Hello,
I've tried upgrading one of my long running Xen-dom0 machines from Xen 4.11.3 to 4.12.1. It's been working fine for several days, but after that one of the domUs failed the monitoring checks and it was impossible to access it via ssh. From the monitoring it's visible that the load just starts to grow linearly (the memory consumption grows too as new monitoring processes are spawned and don't finish) and the machine is simply stuck. It happened 3 times during the last 3 weeks. The Dom0 is working fine, just one of the domUs is stuck (always the same domU is stuck).

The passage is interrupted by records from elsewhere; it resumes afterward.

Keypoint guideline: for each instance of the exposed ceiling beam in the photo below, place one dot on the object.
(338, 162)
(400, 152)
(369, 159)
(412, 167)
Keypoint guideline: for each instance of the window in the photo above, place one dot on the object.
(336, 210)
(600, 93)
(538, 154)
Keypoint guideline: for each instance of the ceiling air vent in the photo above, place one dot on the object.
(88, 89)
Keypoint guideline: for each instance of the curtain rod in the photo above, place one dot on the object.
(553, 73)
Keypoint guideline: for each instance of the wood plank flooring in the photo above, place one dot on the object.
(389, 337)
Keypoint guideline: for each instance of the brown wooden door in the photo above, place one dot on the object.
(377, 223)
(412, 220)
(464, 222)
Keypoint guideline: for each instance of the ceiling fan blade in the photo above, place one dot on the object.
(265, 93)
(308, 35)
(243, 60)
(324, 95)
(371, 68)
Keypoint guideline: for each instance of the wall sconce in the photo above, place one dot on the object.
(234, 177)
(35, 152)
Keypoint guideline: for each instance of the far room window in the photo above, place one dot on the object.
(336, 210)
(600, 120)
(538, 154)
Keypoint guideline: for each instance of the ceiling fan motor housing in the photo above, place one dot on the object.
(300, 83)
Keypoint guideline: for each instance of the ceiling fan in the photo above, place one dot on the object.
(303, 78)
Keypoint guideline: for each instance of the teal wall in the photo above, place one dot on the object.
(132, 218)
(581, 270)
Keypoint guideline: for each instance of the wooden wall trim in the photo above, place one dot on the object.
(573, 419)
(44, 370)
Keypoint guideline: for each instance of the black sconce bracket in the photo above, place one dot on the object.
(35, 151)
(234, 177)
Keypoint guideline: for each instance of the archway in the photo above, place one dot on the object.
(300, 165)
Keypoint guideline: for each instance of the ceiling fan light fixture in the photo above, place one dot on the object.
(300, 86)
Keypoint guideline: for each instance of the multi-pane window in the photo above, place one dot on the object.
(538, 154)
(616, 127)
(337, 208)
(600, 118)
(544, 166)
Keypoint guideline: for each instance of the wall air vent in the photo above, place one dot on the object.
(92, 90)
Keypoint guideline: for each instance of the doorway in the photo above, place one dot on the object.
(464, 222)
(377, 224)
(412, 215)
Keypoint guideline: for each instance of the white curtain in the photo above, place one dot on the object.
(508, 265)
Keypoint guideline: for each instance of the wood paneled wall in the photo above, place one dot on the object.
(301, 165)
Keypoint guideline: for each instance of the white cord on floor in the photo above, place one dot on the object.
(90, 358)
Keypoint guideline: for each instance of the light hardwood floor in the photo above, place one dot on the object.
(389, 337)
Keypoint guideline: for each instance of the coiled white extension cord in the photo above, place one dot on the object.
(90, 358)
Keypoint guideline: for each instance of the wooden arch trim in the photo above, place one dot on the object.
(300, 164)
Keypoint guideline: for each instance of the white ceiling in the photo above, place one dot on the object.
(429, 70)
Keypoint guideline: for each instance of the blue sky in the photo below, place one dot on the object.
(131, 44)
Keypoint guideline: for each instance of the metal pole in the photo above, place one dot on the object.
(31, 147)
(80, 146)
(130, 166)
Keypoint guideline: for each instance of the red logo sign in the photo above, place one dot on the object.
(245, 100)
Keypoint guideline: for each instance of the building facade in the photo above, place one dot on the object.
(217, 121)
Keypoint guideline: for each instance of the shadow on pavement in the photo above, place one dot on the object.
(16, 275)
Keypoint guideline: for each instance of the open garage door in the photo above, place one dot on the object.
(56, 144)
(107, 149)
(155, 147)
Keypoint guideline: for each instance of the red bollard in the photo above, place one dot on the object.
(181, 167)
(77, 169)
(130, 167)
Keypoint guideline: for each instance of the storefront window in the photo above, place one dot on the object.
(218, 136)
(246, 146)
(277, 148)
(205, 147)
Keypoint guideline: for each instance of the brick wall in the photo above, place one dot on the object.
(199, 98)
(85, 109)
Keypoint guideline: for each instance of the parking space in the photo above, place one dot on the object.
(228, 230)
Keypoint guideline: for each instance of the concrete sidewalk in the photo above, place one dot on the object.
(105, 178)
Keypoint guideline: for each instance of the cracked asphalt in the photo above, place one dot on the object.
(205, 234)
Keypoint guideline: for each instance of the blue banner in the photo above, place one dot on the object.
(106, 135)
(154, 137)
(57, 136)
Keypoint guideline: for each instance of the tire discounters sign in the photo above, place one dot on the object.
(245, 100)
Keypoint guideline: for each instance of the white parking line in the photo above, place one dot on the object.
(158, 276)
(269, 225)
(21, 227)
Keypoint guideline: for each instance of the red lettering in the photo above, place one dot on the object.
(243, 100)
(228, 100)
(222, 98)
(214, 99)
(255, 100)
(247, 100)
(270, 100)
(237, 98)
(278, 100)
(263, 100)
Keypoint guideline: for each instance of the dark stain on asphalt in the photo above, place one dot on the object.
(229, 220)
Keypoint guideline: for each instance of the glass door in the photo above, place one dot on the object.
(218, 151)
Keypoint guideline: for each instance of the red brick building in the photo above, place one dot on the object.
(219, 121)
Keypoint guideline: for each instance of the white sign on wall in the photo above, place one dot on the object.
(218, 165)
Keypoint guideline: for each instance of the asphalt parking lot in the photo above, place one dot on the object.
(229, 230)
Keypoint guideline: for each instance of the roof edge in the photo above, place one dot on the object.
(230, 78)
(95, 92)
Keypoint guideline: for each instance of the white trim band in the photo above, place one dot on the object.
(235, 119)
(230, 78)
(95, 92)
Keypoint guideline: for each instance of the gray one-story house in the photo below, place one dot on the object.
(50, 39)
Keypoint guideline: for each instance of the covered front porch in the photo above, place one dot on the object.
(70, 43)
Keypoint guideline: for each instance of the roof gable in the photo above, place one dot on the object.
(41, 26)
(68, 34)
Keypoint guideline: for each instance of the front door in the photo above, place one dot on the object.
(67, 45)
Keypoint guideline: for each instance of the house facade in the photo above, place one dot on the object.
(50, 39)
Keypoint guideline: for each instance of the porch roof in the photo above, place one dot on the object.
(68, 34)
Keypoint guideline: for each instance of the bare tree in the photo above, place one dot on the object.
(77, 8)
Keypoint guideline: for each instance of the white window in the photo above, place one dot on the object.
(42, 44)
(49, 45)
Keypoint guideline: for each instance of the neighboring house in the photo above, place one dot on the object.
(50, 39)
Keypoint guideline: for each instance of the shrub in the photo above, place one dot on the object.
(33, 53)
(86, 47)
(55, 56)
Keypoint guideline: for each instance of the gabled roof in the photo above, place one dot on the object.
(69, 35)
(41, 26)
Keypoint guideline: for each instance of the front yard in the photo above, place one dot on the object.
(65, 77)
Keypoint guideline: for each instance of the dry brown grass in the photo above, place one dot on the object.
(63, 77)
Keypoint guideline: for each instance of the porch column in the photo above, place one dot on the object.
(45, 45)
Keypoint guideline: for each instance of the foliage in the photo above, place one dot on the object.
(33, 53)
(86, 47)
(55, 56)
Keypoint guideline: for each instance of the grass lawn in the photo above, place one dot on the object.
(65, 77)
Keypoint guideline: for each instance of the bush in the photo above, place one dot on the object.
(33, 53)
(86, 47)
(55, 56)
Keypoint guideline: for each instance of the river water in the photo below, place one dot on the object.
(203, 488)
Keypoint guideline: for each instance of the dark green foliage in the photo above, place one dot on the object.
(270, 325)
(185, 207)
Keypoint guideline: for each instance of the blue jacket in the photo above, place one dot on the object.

Xen got upgraded 19.12.2019, the first lockup happened 26.12.2019, then 28.12.2019 and 5.1.2020.
The domU kernel log is full of these messages:
Jan 5 13:19:20 kernel: [680493.141103] INFO: rcu_sched detected stalls on CPUs/tasks:
Jan 5 13:19:20 kernel: [680493.141107] (detected by 12, t=147012 jiffies, g=72555998, c=72555997, q=89937)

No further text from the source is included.